Release Date: 6/5/2003
Contact Information: Bill Dunbar
dunbar.bill@epamail.epa.gov
(206) 553-1203


June 5, 2003
03-028


Pair continued filling wetlands in Skagit River Delta despite repeated warnings

The Environmental Protection Agency announced today that Scott and Ann Price of Bellevue have paid $9,500 in penalties as settlement of an EPA complaint alleging the Prices repeatedly violated federal wetlands protections laws at their property on Utsalady Road on Camano Island.

The Prices must also return some of the damaged wetlands on their property to their original state by revegetating the site to protect water quality under a separate EPA compliance order.

The EPA alleges that the Prices began excavating a drainage ditch and sidecasting the excavated soils, filling wetlands without a permit. Such permits are typically issued by the U.S. Army Corps of Engineers. The Corps issued a stop-work order, yet the Prices continued filling wetlands on the property. Subsequent inspections by EPA and the Corps led to the discovery that an additional acre of wetlands had been illegally graded and filled.

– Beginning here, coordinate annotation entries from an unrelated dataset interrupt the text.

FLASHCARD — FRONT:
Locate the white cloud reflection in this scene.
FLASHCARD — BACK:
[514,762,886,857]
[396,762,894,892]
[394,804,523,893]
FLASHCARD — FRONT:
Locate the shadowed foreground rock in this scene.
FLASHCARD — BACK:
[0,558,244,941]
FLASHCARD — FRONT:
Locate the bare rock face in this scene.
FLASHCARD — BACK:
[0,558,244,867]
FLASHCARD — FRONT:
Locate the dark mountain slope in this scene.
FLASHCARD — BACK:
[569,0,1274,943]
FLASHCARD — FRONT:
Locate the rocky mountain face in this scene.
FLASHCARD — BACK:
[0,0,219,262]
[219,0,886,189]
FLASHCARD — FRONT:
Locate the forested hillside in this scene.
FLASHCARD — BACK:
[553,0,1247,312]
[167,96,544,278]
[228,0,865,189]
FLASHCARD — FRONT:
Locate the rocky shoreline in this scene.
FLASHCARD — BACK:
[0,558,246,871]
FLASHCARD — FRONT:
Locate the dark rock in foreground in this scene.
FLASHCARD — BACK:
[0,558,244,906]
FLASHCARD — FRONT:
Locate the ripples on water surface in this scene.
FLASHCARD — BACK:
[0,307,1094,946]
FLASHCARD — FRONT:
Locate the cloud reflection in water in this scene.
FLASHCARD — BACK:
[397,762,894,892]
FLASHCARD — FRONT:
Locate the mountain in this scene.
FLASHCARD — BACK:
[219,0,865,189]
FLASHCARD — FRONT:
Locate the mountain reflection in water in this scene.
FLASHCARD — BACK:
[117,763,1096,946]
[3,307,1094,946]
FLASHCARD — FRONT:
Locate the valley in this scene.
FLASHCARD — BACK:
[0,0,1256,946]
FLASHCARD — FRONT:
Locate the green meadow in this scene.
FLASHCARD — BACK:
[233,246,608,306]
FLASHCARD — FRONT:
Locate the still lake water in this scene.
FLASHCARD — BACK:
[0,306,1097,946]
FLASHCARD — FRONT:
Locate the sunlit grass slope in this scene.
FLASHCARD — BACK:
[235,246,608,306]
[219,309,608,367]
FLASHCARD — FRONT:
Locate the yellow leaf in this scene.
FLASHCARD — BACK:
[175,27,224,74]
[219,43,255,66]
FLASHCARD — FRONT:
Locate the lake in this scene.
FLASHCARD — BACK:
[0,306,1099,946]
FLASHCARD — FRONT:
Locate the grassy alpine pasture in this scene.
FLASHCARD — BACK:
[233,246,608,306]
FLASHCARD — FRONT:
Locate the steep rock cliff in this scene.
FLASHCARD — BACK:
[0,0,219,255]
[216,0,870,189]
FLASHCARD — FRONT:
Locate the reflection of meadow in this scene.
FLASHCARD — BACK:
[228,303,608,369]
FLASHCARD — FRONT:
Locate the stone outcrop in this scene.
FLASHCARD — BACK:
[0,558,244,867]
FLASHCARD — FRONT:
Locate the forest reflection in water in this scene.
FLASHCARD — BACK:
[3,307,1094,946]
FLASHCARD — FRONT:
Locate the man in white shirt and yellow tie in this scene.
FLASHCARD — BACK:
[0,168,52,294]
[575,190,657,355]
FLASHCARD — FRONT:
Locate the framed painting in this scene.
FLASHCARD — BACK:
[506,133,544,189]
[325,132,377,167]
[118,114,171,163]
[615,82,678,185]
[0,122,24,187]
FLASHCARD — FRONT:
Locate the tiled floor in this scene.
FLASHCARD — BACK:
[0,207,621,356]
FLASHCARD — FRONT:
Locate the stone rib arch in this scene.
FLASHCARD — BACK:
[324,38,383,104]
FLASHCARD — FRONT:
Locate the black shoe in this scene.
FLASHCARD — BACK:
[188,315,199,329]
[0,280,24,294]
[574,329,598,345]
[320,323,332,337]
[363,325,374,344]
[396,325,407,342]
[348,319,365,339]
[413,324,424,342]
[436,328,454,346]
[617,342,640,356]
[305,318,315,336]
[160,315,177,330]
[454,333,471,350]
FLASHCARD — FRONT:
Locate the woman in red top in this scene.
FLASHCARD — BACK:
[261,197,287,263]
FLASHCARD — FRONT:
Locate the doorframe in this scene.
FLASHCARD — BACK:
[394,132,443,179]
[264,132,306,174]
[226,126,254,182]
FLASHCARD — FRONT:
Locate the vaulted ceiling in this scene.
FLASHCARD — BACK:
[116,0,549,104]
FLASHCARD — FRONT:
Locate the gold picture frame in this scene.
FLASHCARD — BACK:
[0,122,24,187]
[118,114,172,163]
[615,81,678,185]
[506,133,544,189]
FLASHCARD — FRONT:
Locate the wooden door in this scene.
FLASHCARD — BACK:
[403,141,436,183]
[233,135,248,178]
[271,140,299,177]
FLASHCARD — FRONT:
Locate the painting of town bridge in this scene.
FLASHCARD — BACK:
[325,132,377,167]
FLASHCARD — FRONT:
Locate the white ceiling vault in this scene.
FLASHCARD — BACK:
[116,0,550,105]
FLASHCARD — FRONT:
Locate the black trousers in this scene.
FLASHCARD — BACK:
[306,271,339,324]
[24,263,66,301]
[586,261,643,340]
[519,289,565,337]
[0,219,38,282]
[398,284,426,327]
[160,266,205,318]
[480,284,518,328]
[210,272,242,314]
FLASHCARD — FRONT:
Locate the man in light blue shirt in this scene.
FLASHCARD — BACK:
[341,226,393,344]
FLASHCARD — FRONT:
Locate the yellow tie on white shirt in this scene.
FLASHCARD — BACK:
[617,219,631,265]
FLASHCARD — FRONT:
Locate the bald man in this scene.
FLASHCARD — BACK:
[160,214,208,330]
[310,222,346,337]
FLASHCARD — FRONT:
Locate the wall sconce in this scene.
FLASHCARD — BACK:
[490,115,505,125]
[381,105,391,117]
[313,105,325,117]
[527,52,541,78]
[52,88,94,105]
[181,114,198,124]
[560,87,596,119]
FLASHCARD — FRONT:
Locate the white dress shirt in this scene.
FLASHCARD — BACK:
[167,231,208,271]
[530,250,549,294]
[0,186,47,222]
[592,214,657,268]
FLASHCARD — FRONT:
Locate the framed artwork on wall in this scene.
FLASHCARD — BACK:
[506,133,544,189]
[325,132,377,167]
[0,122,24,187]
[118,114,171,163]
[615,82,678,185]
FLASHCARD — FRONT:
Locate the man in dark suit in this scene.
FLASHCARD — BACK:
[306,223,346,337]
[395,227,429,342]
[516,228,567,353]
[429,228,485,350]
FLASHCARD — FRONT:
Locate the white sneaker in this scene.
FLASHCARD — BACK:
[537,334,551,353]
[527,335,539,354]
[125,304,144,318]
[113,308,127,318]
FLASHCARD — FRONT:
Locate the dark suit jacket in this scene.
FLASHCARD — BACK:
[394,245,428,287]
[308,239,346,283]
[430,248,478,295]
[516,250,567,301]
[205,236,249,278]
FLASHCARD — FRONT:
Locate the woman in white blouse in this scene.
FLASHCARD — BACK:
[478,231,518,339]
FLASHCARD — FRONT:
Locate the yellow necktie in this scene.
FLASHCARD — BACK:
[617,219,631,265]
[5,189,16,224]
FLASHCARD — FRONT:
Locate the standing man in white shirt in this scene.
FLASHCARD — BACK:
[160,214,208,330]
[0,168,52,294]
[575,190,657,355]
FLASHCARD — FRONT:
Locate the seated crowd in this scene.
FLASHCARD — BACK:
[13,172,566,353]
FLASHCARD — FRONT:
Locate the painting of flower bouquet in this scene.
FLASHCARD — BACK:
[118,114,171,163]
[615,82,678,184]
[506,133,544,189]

The property is located in the Skagit River estuary and watershed. EPA has designated the Skagit as a priority watershed for protecting and improving water quality.

The un-permitted changes to the wetlands have deposited sediments into adjacent waters; removed much-needed shade and therefore increased water temperatures well above optimal levels for young salmon and trout; increased nutrients going into the water, thus reducing critical dissolved oxygen levels; and generally made the tidal influenced waters on the property far less hospitable for sensitive fish populations.

“This has been a long and difficult process,” said Michelle Pirzadeh, Director of EPA Region 10's Office of Ecosystems and Communities.

“Because wetlands do so much for water quality and for fish and wildlife, protection of our priceless wetlands is a top priority.”